Harold O. J. Brown has led a distinguished academic career, and now serves as a professor of theology at Reformed Theological Seminary in Charlotte, North Carolina. He is the author of many books, most recently The Sensate Culture (Word, 1996), and as the editor of The Religion and Society Report, Professor Brown has relentlessly exposed the folly of Western society's anti-life drift.

Leith Anderson is pastor of Wooddale Church in Eden Prairie, Minnesota. Anderson is one of the most respected pastors and leaders in America, having also served as interim president of Denver Seminary and the National Association of Evangelicals. He is the author of many books, most recently Leadership That Works: Hope and Direction for Church and Parachurch Leaders in Today's Complex World (Bethany, 2002).

These two articles came to us separately. The authors did not see each other's manuscripts ahead of time, and so are not debating one another. Nor are these essays intended to be finely reasoned theological or sociological arguments. While they offer arguments, they distill moods shaped by the authors' years of passionate involvement in trying to shape American culture for Christ. —The Editors

From all that terror teaches, from lies of tongue and pen,
From all the easy speeches that comfort cruel men,
From sale and profanation of honor and the sword,
From sleep and from damnation, deliver us, good Lord.

—G. K. Chesterton

Our nation has lived for three decades with what must be the greatest lie "of tongue and pen" of the 20th century, handed solemnly down by seven unelected justices of the U.S. Supreme Court: "We do not know when human life begins." The conclusion that the justices drew in Roe v.

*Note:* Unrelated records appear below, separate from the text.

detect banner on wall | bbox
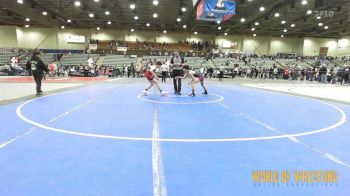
[117,47,128,52]
[319,47,329,56]
[89,44,98,50]
[196,0,236,22]
[67,35,85,43]
[221,40,238,48]
[231,41,238,48]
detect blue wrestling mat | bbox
[0,78,349,196]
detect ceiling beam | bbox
[257,1,343,36]
[0,0,60,27]
[225,0,285,33]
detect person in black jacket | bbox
[25,51,49,95]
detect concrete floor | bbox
[0,83,83,102]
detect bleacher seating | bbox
[305,59,317,66]
[249,58,276,68]
[275,58,312,68]
[0,52,16,64]
[185,57,209,68]
[101,55,136,66]
[334,57,350,66]
[40,53,56,64]
[61,54,100,66]
[213,58,247,68]
[141,56,170,65]
[305,58,335,68]
[141,56,209,68]
[97,41,192,53]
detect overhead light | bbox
[259,7,265,12]
[324,25,329,29]
[218,26,222,30]
[281,35,284,37]
[42,11,48,16]
[61,25,65,29]
[25,24,30,28]
[130,4,135,9]
[216,20,221,24]
[163,30,167,33]
[251,28,255,31]
[317,16,321,20]
[89,13,94,18]
[255,22,259,26]
[307,10,312,15]
[131,29,134,32]
[194,32,198,35]
[94,0,99,2]
[134,16,139,20]
[283,29,287,32]
[177,18,181,22]
[67,19,72,23]
[224,32,228,36]
[25,18,30,22]
[146,23,150,27]
[183,25,187,29]
[97,27,100,30]
[240,18,245,22]
[301,0,308,5]
[17,0,23,4]
[105,11,110,15]
[318,22,323,26]
[107,21,111,25]
[281,20,286,24]
[182,7,186,12]
[291,24,295,27]
[153,13,158,18]
[253,34,256,36]
[74,1,81,6]
[153,0,159,6]
[274,13,280,17]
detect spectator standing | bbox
[160,63,169,82]
[87,57,94,68]
[319,65,327,83]
[343,66,350,84]
[219,64,225,81]
[126,66,130,78]
[331,66,338,84]
[25,51,49,95]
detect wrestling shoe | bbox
[189,93,195,97]
[142,90,147,96]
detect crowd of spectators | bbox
[1,46,350,85]
[177,40,216,51]
[214,55,350,85]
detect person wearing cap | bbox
[25,51,49,95]
[170,51,185,95]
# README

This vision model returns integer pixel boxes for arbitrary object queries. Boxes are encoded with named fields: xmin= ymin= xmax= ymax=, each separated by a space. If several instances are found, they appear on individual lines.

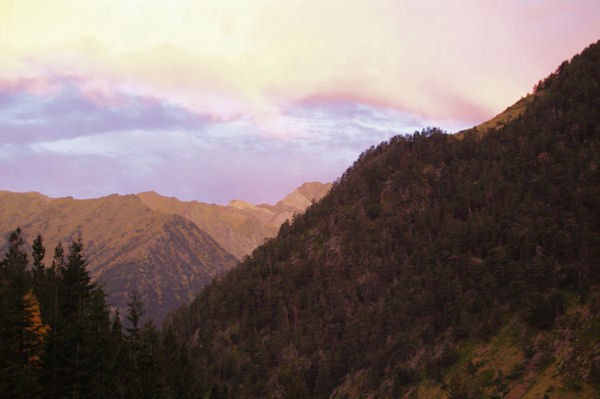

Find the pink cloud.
xmin=523 ymin=1 xmax=584 ymax=20
xmin=0 ymin=75 xmax=215 ymax=144
xmin=0 ymin=76 xmax=58 ymax=96
xmin=1 ymin=1 xmax=599 ymax=204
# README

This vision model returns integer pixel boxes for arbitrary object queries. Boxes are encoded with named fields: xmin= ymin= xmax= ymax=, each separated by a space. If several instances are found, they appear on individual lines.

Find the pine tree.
xmin=53 ymin=238 xmax=97 ymax=398
xmin=83 ymin=287 xmax=112 ymax=397
xmin=51 ymin=241 xmax=65 ymax=273
xmin=40 ymin=241 xmax=67 ymax=398
xmin=31 ymin=234 xmax=46 ymax=286
xmin=138 ymin=321 xmax=161 ymax=396
xmin=109 ymin=310 xmax=129 ymax=398
xmin=0 ymin=231 xmax=117 ymax=398
xmin=1 ymin=228 xmax=29 ymax=294
xmin=31 ymin=234 xmax=53 ymax=349
xmin=0 ymin=228 xmax=36 ymax=397
xmin=126 ymin=289 xmax=145 ymax=342
xmin=125 ymin=289 xmax=146 ymax=397
xmin=161 ymin=324 xmax=178 ymax=397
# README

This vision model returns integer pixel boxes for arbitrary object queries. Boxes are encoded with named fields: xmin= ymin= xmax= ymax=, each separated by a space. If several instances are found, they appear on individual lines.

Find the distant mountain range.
xmin=0 ymin=182 xmax=331 ymax=321
xmin=138 ymin=181 xmax=332 ymax=260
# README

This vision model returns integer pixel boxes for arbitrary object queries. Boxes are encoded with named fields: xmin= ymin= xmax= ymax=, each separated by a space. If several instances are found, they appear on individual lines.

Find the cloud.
xmin=3 ymin=0 xmax=599 ymax=127
xmin=1 ymin=0 xmax=599 ymax=203
xmin=1 ymin=92 xmax=426 ymax=204
xmin=0 ymin=75 xmax=212 ymax=144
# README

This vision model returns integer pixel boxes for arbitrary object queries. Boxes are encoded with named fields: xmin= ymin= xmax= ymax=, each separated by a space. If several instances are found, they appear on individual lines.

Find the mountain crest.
xmin=227 ymin=199 xmax=255 ymax=210
xmin=164 ymin=39 xmax=600 ymax=398
xmin=137 ymin=182 xmax=332 ymax=259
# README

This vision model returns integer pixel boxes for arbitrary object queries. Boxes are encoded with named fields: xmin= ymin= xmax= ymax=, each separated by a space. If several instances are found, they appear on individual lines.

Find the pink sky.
xmin=1 ymin=0 xmax=599 ymax=204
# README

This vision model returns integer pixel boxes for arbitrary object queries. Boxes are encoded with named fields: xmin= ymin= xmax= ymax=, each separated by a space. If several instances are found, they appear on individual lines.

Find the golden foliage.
xmin=22 ymin=290 xmax=50 ymax=366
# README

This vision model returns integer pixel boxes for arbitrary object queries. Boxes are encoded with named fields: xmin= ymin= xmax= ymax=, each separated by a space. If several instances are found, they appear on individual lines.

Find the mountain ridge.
xmin=0 ymin=182 xmax=332 ymax=321
xmin=136 ymin=181 xmax=332 ymax=259
xmin=163 ymin=40 xmax=600 ymax=397
xmin=0 ymin=190 xmax=237 ymax=322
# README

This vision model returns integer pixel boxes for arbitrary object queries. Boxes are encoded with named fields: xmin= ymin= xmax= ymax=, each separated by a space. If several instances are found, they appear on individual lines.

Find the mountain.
xmin=164 ymin=40 xmax=600 ymax=397
xmin=0 ymin=182 xmax=331 ymax=322
xmin=0 ymin=192 xmax=238 ymax=322
xmin=0 ymin=181 xmax=332 ymax=397
xmin=136 ymin=181 xmax=332 ymax=259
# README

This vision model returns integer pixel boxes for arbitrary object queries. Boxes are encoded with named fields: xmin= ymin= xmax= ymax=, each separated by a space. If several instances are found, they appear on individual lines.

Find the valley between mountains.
xmin=0 ymin=182 xmax=331 ymax=322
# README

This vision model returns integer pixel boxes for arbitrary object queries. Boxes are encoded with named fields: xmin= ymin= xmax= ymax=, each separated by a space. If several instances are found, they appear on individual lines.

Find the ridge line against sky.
xmin=1 ymin=0 xmax=599 ymax=204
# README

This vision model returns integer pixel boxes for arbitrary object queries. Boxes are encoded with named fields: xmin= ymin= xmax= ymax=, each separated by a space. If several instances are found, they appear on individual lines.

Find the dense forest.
xmin=0 ymin=228 xmax=197 ymax=398
xmin=163 ymin=40 xmax=600 ymax=397
xmin=1 ymin=40 xmax=599 ymax=398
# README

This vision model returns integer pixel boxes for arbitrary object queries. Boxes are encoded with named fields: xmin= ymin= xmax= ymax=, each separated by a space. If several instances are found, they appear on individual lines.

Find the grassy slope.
xmin=455 ymin=94 xmax=536 ymax=139
xmin=404 ymin=290 xmax=600 ymax=398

Wade was unwarranted, namely, because if we say that we do not know whether human life has begun, we may allow its termination at any time up to the undeniable birth of a live baby. Now, three decades later, we have perhaps 42 million fewer Americans, of which perhaps 15 or 16 million would be between the ages of 18 and 30 today. The lie must comfort the cruel men-and the women too, now-who give us leave to terminate life prior to birth, at will.

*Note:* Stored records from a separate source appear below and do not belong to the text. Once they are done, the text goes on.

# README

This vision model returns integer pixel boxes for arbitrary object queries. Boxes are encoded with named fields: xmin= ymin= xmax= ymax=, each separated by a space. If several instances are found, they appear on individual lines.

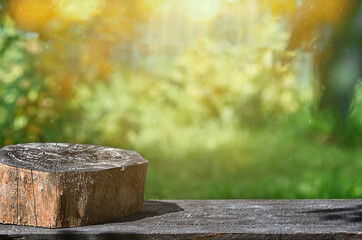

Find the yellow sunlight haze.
xmin=259 ymin=0 xmax=296 ymax=15
xmin=56 ymin=0 xmax=104 ymax=22
xmin=5 ymin=0 xmax=55 ymax=32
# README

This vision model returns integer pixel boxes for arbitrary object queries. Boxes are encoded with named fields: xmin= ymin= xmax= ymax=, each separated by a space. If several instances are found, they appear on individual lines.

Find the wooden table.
xmin=0 ymin=200 xmax=361 ymax=239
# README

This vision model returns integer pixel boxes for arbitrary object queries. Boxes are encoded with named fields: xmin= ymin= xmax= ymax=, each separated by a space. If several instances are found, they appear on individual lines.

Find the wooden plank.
xmin=0 ymin=143 xmax=148 ymax=228
xmin=0 ymin=200 xmax=361 ymax=239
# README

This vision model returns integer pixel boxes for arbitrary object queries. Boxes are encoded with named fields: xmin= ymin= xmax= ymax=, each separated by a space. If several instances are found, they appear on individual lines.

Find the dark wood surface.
xmin=0 ymin=200 xmax=361 ymax=239
xmin=0 ymin=143 xmax=146 ymax=172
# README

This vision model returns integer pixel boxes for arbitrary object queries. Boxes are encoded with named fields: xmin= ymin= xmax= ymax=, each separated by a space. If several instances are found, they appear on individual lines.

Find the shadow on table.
xmin=106 ymin=200 xmax=184 ymax=223
xmin=52 ymin=200 xmax=184 ymax=240
xmin=304 ymin=204 xmax=362 ymax=223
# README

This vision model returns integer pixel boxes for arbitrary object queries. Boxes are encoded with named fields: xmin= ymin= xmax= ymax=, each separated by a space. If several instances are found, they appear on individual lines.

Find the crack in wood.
xmin=55 ymin=167 xmax=58 ymax=228
xmin=30 ymin=169 xmax=37 ymax=226
xmin=16 ymin=167 xmax=18 ymax=225
xmin=0 ymin=143 xmax=141 ymax=173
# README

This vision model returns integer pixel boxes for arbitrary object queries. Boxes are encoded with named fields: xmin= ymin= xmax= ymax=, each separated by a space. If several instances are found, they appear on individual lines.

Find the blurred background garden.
xmin=0 ymin=0 xmax=361 ymax=199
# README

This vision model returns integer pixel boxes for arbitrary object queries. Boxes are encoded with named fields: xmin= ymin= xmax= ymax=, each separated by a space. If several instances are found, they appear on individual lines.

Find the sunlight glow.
xmin=184 ymin=0 xmax=220 ymax=22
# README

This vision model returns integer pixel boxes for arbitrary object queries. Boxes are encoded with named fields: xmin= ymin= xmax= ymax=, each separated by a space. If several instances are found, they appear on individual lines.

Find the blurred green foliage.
xmin=0 ymin=16 xmax=81 ymax=145
xmin=173 ymin=38 xmax=304 ymax=126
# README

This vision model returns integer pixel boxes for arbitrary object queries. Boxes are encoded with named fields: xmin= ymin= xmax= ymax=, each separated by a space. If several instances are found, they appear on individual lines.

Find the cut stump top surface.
xmin=0 ymin=143 xmax=147 ymax=173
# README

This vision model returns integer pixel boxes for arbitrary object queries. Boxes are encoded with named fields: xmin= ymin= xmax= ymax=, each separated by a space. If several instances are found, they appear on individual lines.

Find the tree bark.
xmin=0 ymin=143 xmax=148 ymax=228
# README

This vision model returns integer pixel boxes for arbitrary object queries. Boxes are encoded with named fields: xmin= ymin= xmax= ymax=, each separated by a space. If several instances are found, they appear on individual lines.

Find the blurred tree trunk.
xmin=288 ymin=1 xmax=362 ymax=122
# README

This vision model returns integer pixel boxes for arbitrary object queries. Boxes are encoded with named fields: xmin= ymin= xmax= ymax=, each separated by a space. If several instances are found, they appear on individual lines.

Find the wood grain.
xmin=0 ymin=143 xmax=148 ymax=228
xmin=0 ymin=200 xmax=361 ymax=239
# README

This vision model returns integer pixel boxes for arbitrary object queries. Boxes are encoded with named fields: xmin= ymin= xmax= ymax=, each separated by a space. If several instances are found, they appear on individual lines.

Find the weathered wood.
xmin=0 ymin=143 xmax=148 ymax=228
xmin=0 ymin=200 xmax=361 ymax=239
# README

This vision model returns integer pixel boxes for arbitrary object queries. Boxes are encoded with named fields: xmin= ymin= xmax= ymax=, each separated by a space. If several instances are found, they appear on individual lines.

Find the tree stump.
xmin=0 ymin=143 xmax=148 ymax=228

While our nation plans great things for the world-democracies in the Middle East, peace between Israel and the Palestinians, no more weapons of mass destruction (other than in our own hands or in the hands of those too powerful for us to oppose), prescription drugs for older people, no child left behind (of those who succeed in being born)-the number of us who will enjoy those great things is declining, thanks in large part to abortion, as European and American births drop below the replacement rate.

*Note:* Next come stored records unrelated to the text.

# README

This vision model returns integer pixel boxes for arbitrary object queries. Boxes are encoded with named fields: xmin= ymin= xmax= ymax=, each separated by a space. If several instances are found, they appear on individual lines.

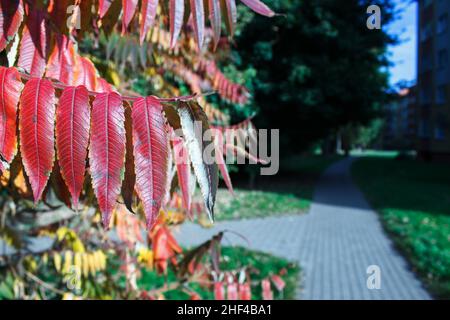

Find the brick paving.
xmin=173 ymin=157 xmax=431 ymax=300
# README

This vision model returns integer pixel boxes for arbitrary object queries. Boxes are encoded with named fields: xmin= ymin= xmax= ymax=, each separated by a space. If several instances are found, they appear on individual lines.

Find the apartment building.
xmin=383 ymin=87 xmax=417 ymax=150
xmin=417 ymin=0 xmax=450 ymax=160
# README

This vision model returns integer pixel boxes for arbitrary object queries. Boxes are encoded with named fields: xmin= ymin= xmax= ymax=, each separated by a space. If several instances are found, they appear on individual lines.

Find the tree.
xmin=234 ymin=0 xmax=396 ymax=154
xmin=0 ymin=0 xmax=284 ymax=300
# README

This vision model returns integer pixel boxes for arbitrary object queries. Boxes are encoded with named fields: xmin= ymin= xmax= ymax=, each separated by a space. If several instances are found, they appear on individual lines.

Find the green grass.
xmin=215 ymin=189 xmax=309 ymax=221
xmin=281 ymin=154 xmax=343 ymax=176
xmin=350 ymin=149 xmax=400 ymax=158
xmin=214 ymin=155 xmax=341 ymax=220
xmin=115 ymin=246 xmax=300 ymax=300
xmin=352 ymin=156 xmax=450 ymax=299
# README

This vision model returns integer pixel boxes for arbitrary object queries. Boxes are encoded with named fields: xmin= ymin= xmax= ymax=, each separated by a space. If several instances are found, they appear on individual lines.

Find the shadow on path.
xmin=174 ymin=157 xmax=431 ymax=300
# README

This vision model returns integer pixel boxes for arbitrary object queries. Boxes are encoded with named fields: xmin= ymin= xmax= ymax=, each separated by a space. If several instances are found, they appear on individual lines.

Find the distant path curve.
xmin=174 ymin=157 xmax=431 ymax=300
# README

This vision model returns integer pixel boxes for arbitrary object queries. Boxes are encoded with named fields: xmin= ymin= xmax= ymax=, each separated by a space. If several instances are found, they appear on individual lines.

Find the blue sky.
xmin=386 ymin=0 xmax=417 ymax=87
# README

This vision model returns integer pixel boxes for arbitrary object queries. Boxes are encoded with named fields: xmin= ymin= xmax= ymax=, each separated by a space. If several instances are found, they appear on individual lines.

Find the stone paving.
xmin=173 ymin=157 xmax=431 ymax=300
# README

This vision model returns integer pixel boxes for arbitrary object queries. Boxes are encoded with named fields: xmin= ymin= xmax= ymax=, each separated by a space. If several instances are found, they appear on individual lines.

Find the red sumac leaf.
xmin=19 ymin=78 xmax=56 ymax=202
xmin=0 ymin=0 xmax=24 ymax=52
xmin=74 ymin=56 xmax=98 ymax=91
xmin=0 ymin=67 xmax=24 ymax=172
xmin=173 ymin=136 xmax=191 ymax=212
xmin=96 ymin=77 xmax=114 ymax=93
xmin=240 ymin=0 xmax=274 ymax=17
xmin=261 ymin=278 xmax=273 ymax=300
xmin=132 ymin=96 xmax=168 ymax=229
xmin=215 ymin=137 xmax=234 ymax=195
xmin=152 ymin=224 xmax=182 ymax=273
xmin=46 ymin=34 xmax=76 ymax=85
xmin=169 ymin=0 xmax=184 ymax=48
xmin=56 ymin=86 xmax=90 ymax=209
xmin=89 ymin=92 xmax=126 ymax=228
xmin=214 ymin=282 xmax=225 ymax=300
xmin=208 ymin=0 xmax=221 ymax=49
xmin=190 ymin=0 xmax=205 ymax=49
xmin=140 ymin=0 xmax=158 ymax=44
xmin=122 ymin=0 xmax=138 ymax=34
xmin=238 ymin=283 xmax=251 ymax=300
xmin=98 ymin=0 xmax=114 ymax=18
xmin=18 ymin=10 xmax=48 ymax=77
xmin=227 ymin=282 xmax=238 ymax=300
xmin=220 ymin=0 xmax=236 ymax=36
xmin=270 ymin=274 xmax=286 ymax=292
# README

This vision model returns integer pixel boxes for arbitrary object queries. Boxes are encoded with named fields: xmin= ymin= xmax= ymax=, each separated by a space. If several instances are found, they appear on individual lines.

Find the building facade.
xmin=383 ymin=87 xmax=417 ymax=150
xmin=417 ymin=0 xmax=450 ymax=160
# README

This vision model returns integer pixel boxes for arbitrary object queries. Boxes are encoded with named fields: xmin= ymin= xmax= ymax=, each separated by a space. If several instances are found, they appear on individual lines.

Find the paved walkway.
xmin=173 ymin=157 xmax=431 ymax=300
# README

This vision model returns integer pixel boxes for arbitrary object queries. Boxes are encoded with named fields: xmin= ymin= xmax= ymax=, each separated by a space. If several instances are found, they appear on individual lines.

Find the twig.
xmin=24 ymin=271 xmax=68 ymax=296
xmin=18 ymin=71 xmax=200 ymax=103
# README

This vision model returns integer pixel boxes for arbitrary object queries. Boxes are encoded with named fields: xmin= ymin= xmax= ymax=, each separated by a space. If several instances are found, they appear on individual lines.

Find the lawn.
xmin=115 ymin=246 xmax=300 ymax=300
xmin=214 ymin=155 xmax=341 ymax=221
xmin=352 ymin=156 xmax=450 ymax=299
xmin=214 ymin=189 xmax=309 ymax=221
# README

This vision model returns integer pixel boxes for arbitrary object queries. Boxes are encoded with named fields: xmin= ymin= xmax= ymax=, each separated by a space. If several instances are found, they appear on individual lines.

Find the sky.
xmin=386 ymin=0 xmax=417 ymax=87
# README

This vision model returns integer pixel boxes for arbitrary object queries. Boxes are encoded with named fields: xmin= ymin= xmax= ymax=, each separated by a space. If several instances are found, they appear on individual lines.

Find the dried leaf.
xmin=177 ymin=101 xmax=218 ymax=222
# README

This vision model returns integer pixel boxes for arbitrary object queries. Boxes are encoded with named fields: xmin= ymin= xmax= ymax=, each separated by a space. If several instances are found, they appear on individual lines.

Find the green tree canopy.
xmin=235 ymin=0 xmax=397 ymax=154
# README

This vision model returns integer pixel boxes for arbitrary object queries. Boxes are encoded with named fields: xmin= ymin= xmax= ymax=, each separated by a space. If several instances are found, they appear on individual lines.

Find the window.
xmin=438 ymin=49 xmax=448 ymax=69
xmin=420 ymin=23 xmax=433 ymax=42
xmin=418 ymin=119 xmax=431 ymax=138
xmin=436 ymin=85 xmax=447 ymax=104
xmin=421 ymin=0 xmax=433 ymax=8
xmin=434 ymin=124 xmax=445 ymax=140
xmin=438 ymin=14 xmax=449 ymax=34
xmin=420 ymin=86 xmax=432 ymax=104
xmin=420 ymin=52 xmax=432 ymax=73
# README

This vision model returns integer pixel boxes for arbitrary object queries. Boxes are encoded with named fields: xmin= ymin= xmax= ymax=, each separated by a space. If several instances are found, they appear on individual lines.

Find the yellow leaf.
xmin=53 ymin=253 xmax=62 ymax=273
xmin=63 ymin=251 xmax=73 ymax=274
xmin=74 ymin=252 xmax=82 ymax=272
xmin=82 ymin=253 xmax=89 ymax=278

What is going on here? In his 1978 Harvard Commencement address, Aleksandr Solzhenitsyn uttered words that have made him forever politically incorrect: "Men have forgotten God." In the United States, a large majority of the population is associated with Christianity, and a substantial minority calls itself practicing, observant, "evangelical," "born again," or otherwise conservatively Christian. God is not forgotten on Sunday, not in the churches, great and small, that dot the landscape. But otherwise?